There were voices in back of the house, now, a whispered, “Listen.”
“I don’t hear anything.”
“It’s a music box.” The younger man’s whisper could not disguise a note of tense hilarity. “Someone is playing a music box.”
I wanted to tell them that the man who lived here was not coming back. I could feel him out there, the v-necked T-shirt, his new athletic shoes, his raincoat. I knew how his mind worked. He thought in flat, simple symbols, like the icons for files on a computer screen. Like the notes on a page of music. My mind pieced together the tune the music box had played, Chopin, the Minute Waltz.
Enjoy your new life, Rebecca would say. She would press her fingers over my lips when I began to argue.
Enjoy your powers, she would say.
Leave this man alone.
“Look at this,” said the younger cop. “Busted. The back door is totally busted.” He said this in an outraged whisper.
But I knew what they were thinking—breaking and entering.
Wait for backup. The command was never given. I met them at the back door like a landlord welcoming the police he had requested a half an hour ago, and both cops were open-mouthed, one of them producing a small flashlight, the other one, the younger cop, reaching for me, catching me, pulling my arm around behind my back in a maneuver I recognized from playground scuffles and courtroom testimony of arresting officers.

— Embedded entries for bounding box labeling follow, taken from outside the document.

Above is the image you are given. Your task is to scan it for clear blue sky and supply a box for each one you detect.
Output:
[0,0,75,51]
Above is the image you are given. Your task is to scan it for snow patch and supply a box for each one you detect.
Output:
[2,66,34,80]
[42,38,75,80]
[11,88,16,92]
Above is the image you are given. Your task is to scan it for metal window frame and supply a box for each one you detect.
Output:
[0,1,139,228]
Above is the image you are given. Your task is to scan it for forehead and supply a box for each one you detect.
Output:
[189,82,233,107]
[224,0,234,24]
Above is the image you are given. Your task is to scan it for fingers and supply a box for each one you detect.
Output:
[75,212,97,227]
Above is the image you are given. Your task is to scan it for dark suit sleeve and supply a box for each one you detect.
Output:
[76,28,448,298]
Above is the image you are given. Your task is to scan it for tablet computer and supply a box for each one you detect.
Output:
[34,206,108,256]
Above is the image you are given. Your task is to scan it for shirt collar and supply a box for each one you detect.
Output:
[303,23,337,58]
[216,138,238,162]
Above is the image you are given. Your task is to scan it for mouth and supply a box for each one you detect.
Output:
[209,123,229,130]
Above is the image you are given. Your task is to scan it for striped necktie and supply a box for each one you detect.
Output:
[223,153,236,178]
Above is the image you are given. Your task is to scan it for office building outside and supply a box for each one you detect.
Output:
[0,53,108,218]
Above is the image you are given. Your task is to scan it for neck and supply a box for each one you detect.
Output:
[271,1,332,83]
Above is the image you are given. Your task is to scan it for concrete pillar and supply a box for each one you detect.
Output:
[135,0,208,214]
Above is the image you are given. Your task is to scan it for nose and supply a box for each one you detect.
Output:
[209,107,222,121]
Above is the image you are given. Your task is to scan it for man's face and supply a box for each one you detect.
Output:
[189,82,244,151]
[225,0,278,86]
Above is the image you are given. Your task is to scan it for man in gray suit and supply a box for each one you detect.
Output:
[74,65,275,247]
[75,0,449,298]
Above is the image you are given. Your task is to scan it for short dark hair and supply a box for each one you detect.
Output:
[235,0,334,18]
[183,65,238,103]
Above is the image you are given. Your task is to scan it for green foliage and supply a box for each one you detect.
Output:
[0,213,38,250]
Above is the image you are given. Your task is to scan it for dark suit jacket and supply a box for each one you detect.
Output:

Before they could get a good look at me the flashlight bounced off the ground. The older cop threw himself into the struggle, but both of them stiffened, sensing something, beginning to lose enthusiasm for embracing me. As I spun away, the older one put out his hand.
He grabbed the shoulder of the younger cop, but the younger man would not listen. “No, don’t go after him,” said the man who knew better, the man who would survive the last months of his career and retire in peace.
The younger man, responding to the same impulse, could not stand to see me escape. He tore himself free from his partner, digging into his clothing, pulling out his gun.